On the opposite side of the courtyard two more sections also form part of the museum complex. The first is a register of victims, i.e. some kind of archive, the other provides space for temporary extra exhibitions. At the time of my visit this was one about the peaceful revolution in the GDR in 1989 and the subsequent reunification of Germany in 1990, so from my personal perspective this was quite interesting (especially the various political cartoons from the time that were on display). 
  
Then you step back into the ground floor of the front part of the main building. Here some kind of hall of remembrance was still in the process of being set up. Back in the foyer you can check out (and/or add to) the guest book, next to another set of displays. Then you exit through the museum shop. 
  
The shop has quite a few items relating to the museum's topic, but unfortunately none of the books or DVDs were available in languages other than Spanish. And I didn't feel like purchasing a T-shirt or coffee mug here. 
  
On balance, despite its slight shortcomings and imbalance, this is still by far the most significant place to come to in the Dominican Republic to learn about the country's darkest ages during the 20th century.

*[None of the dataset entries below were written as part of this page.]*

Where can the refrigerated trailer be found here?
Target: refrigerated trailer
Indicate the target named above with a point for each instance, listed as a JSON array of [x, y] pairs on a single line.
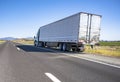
[[70, 33]]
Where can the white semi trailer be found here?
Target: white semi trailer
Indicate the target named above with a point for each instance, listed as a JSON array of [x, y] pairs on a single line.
[[70, 33]]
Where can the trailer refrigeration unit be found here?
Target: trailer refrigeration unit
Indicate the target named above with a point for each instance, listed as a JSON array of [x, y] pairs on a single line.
[[70, 33]]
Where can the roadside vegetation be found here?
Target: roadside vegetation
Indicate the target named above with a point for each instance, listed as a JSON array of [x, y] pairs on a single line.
[[2, 41], [106, 48], [24, 41]]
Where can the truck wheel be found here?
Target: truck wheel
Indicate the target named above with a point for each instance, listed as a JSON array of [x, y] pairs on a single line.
[[61, 46], [73, 49]]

A must-see for any dark tourist when in Santo Domingo
  
  
Location: in the old Colonial Zone of Santo Domingo, at 210 Calle Arzobispo Nouel, between Calle Sanchez and Calle Jose Reyes.  
  
Google maps locator: [18.4717, -69.8881]
  
  
Access and costs: Easy to find and not expensive. 
  
Details: the location right in the old Colonial Zone of Santo Domingo, just one block from the main pedestrianized thoroughfare El Condo, which makes it easy to walk to the museum from within this most touristy area of the city. If you're coming from outside the Colonial Zone, it's best to get a taxi.
  
Opening times: Tuesday to Sunday 9:30 a.m. to 6 p.m.
  
Admission: foreign adults 150 RD$ (locals 100RD$, children and seniors 50 RD$, students 25RD$).
  
Rental of an audio guides in English costs 40 RD$ 
  
  
Time required: depends very much on whether or not you know Spanish well enough to read the many info panels and watch the video material. If you do, you can probably spend several hours in here. If you have to rely on the English audio guide alone (if you can get it to work), then about an hour will be enough.
  
  
Combinations with other dark destinations: see Santo Domingo and Dominican Republic in general.  
  
  
Combinations with non-dark destinations: being located in the heart of the Colonial Zone the museum is very close to most tourist points of interests in this city – see under Santo Domingo.